Teva also argued that the trial court's order had the practical effect of a preliminary injunction, yet provided no bond or other mechanism to protect Teva from harm that may be caused if Teva is wrongfully prevented from entering the market.
In response, Lilly argued that (1) the court did not have jurisdiction to hear the appeal; (2) the trial court did not abuse its discretion in extending the statutory stay; and (3) the 30-month stay applies to entire actions, not certain patents involved in those actions. On the jurisdictional issue, Lilly took the position that the order was interlocutory and not final, and the order was not injunctive in nature. Rather, Lilly asserted that the order pertained to the management and progress of the case. In other words, the district court's authority to adjust the length of the stay served as a time-management device that allowed the court to control the timing of the suit.
Lilly also asserted that the order would not cause Teva irreparable or immediate harm. Lilly noted that the record was absent of any evidence that Teva had made any actual preparations for launch, for example by stockpiling finished inventory or contacting distributors. Lilly further argued that the lower court did not abuse it's discretion in extending the stay because Teva failed to reasonably cooperate with discovery and there was more than sufficient evidence in the record to support the court's decision. Lilly also asserted that the district court did not need to extend the trial date in order to extend the stay.

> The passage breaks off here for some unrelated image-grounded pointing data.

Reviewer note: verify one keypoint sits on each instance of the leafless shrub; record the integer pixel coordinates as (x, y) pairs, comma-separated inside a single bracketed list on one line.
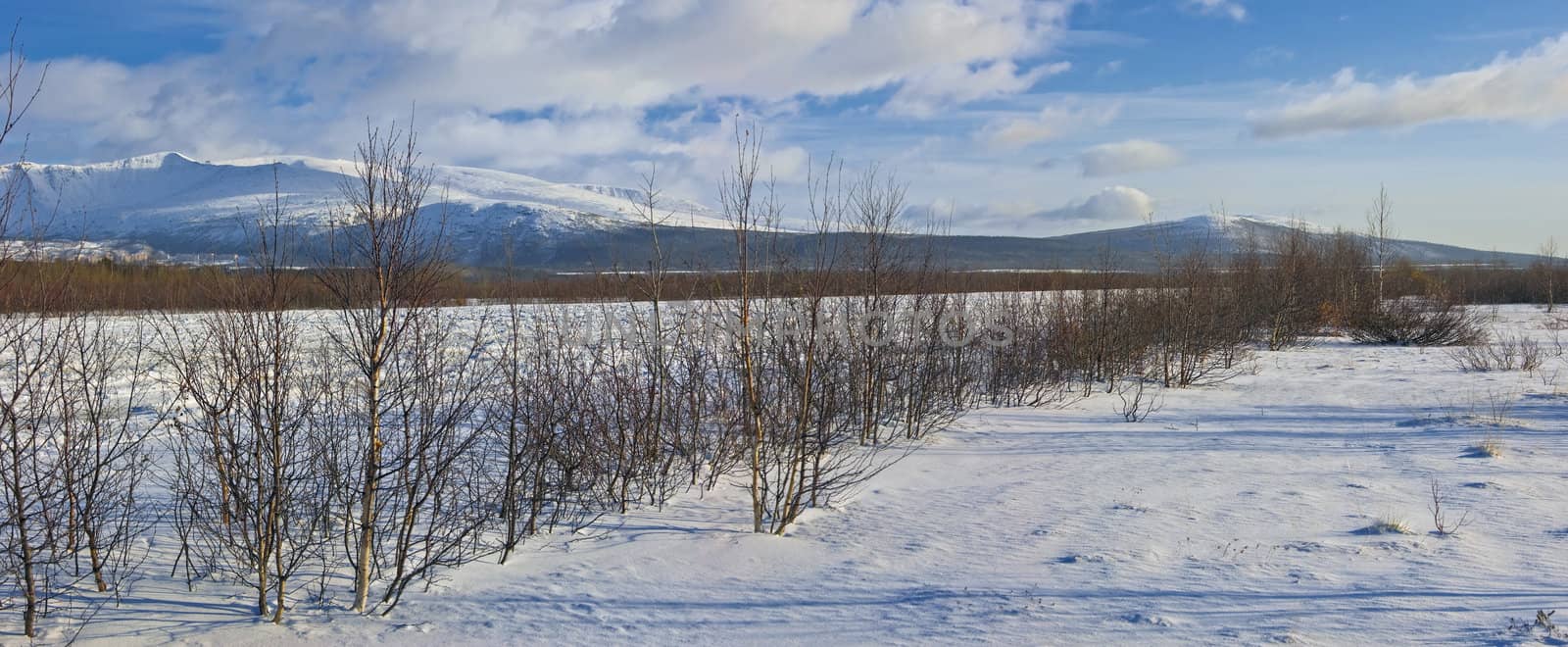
[(1442, 522), (1136, 401), (1489, 448), (1418, 321), (1507, 352)]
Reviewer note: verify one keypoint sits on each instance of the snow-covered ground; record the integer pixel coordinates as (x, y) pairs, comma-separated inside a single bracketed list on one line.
[(1230, 516)]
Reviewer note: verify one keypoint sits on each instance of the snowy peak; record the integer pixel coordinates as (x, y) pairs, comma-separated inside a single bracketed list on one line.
[(169, 195)]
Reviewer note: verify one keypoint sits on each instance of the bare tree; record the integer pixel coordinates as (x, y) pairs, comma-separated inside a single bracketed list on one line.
[(1380, 229), (248, 473), (384, 268), (1548, 272)]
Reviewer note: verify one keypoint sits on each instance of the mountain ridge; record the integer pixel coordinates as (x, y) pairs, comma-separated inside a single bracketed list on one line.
[(172, 208)]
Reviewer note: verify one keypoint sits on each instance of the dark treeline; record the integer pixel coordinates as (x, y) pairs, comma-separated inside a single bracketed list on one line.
[(133, 286), (342, 457)]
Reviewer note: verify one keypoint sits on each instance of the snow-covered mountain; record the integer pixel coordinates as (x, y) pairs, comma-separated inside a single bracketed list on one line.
[(182, 206), (172, 208)]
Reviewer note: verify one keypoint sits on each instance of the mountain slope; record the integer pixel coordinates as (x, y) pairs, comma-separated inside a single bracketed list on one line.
[(167, 206), (182, 206)]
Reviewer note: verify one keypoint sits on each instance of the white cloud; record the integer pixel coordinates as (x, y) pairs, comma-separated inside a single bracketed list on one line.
[(1128, 157), (546, 85), (1269, 55), (1051, 123), (1531, 86), (1228, 8), (1109, 206)]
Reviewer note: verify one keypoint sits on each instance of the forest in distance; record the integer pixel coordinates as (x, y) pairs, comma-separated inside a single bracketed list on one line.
[(342, 429)]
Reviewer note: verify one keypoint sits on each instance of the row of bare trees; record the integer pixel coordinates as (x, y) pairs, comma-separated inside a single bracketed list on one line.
[(372, 446)]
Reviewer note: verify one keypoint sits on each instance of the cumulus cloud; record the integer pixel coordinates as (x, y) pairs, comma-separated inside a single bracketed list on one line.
[(1228, 8), (546, 85), (1051, 123), (1128, 157), (1531, 86), (1110, 206)]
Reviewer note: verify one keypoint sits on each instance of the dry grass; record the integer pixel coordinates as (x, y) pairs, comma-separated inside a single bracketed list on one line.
[(1490, 448)]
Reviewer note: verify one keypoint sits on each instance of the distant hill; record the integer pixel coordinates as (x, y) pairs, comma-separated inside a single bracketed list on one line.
[(174, 209)]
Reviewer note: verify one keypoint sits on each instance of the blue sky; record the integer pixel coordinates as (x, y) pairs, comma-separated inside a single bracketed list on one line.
[(1013, 117)]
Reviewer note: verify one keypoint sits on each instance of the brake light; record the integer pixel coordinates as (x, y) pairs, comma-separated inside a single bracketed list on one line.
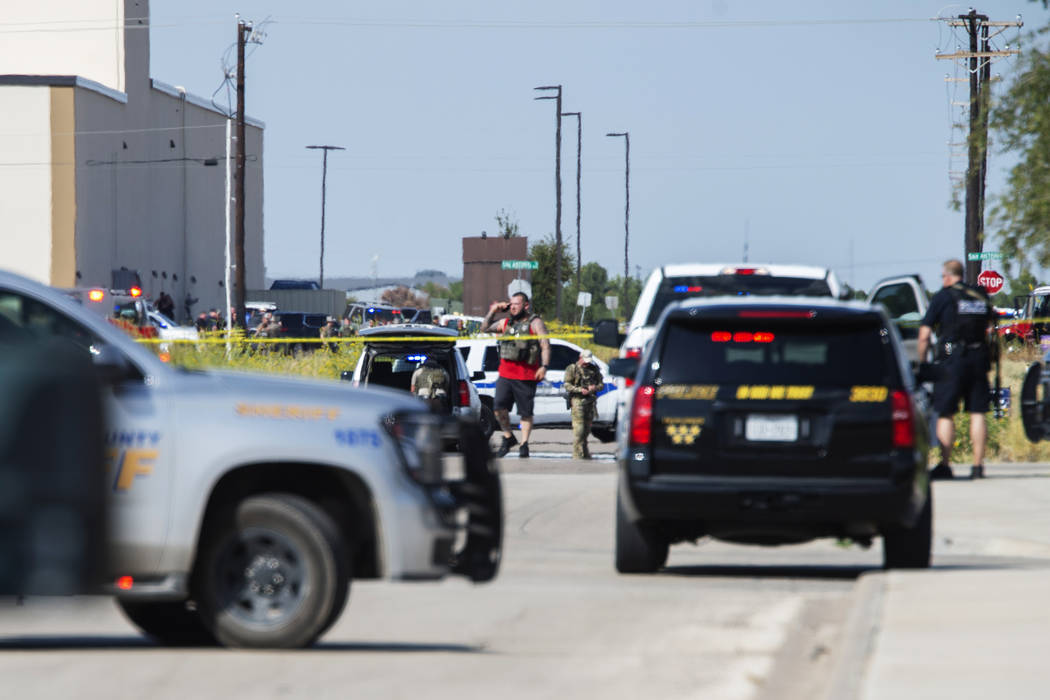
[(631, 352), (777, 314), (741, 337), (903, 429), (642, 415)]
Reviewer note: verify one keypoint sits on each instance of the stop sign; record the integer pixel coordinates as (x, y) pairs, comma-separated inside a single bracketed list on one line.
[(991, 280)]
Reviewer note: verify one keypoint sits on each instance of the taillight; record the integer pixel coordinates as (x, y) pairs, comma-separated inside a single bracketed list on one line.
[(902, 419), (642, 415), (631, 352)]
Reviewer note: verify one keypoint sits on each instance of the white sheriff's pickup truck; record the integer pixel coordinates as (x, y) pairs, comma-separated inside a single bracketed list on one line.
[(243, 505)]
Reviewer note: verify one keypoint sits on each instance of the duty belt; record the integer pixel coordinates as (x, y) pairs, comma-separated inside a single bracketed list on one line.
[(963, 347)]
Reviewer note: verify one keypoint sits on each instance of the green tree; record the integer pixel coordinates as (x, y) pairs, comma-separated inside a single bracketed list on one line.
[(1021, 215), (507, 227), (544, 284)]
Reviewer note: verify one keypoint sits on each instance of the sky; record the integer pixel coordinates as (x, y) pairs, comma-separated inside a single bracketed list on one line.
[(812, 132)]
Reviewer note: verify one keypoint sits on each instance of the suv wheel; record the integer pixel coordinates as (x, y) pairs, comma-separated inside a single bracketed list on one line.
[(639, 550), (909, 548), (169, 623), (273, 572)]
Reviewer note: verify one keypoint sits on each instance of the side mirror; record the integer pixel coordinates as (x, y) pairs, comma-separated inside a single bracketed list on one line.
[(110, 364), (607, 334), (624, 366)]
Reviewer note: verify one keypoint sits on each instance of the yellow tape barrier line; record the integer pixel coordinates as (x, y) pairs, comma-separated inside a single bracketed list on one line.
[(240, 339)]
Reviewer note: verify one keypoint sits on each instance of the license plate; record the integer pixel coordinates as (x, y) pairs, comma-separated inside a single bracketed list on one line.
[(772, 428)]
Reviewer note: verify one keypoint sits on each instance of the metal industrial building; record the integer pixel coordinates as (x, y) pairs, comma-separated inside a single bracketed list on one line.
[(102, 167)]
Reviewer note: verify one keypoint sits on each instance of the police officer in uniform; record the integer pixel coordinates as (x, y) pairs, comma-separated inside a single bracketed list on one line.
[(429, 382), (523, 364), (962, 315), (583, 381)]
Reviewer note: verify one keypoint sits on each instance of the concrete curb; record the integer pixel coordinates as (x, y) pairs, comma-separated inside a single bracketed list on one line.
[(857, 638)]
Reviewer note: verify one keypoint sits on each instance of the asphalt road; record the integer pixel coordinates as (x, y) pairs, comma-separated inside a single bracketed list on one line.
[(721, 621)]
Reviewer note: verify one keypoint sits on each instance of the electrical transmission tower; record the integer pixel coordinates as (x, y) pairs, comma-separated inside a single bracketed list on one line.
[(977, 62)]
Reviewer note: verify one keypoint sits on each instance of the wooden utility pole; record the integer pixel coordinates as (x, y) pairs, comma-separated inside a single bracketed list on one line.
[(978, 62), (580, 142), (244, 30), (558, 191)]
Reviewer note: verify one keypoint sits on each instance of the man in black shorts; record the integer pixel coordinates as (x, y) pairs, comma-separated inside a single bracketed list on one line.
[(523, 364), (962, 315)]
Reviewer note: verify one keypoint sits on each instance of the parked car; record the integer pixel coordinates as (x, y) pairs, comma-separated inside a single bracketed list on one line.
[(773, 422), (674, 282), (386, 362), (482, 356)]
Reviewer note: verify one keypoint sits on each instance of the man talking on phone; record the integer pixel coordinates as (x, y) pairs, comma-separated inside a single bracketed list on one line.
[(524, 358)]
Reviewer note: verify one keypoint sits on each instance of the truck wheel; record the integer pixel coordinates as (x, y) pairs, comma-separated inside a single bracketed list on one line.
[(909, 548), (638, 549), (169, 623), (273, 572)]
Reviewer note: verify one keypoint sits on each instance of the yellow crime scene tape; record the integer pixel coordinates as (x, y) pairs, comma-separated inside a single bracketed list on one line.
[(239, 338)]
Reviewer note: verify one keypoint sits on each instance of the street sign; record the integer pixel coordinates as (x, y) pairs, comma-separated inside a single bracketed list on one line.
[(519, 264), (520, 285), (991, 280)]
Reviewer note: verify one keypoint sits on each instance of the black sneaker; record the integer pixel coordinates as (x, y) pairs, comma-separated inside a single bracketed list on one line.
[(941, 471), (506, 445)]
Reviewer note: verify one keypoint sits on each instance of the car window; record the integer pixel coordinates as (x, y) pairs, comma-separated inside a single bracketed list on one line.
[(562, 356), (23, 318), (674, 289), (902, 306), (844, 354), (491, 360)]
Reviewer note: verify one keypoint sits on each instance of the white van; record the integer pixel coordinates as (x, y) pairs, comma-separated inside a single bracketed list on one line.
[(550, 409)]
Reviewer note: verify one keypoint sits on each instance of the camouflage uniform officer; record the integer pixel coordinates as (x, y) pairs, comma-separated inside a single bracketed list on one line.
[(431, 382), (583, 381)]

The Federal Circuit sided with Lilly and affirmed the district court's extension of the 30-month stay. The court stated that an abuse of discretion standard applies and held that "the record contained sufficient evidence, not based on clearly erroneous factual findings, upon which the district court rationally based its decision." While the court did not point to any specific findings of a failure to reasonably cooperate, the court noted that the findings relied upon by the district court included the fact that Teva altered its particle size manufacturing specification of its active ingredient late in the litigation and produced samples after the original deadline for discovery had expired. The court concluded that the district court did not abuse its discretion because the order was "based on its findings of Teva's lack of cooperation in expediting the patent litigation" and were not based on Teva's filing with the FDA. The court did not address Teva's argument that the 30-month stay does not apply to the "particle-size patents."
In her dissent, Judge Prost asserted that the question is one of statutory construction, thus the standard of review is de novo. Under either standard, however, she argued that the district court's decision should not stand because the court never made any finding related to the statutory standard. She noted that "not once in this order did the court indicate, much less unambiguously state, that it found Teva had failed to reasonably cooperate in expediting the action." She further emphasized the importance of the decision due to the fact that Congress set forth a clear statutory timeframe with one narrow exception. In her view, since this court never previously provided any guidance as to what qualifies as a failure to reasonably cooperate in expediting the action, the majority's decision effectively eliminates the statutorily required finding and ends the development of appropriate standards for modifying the length of the statutory stay.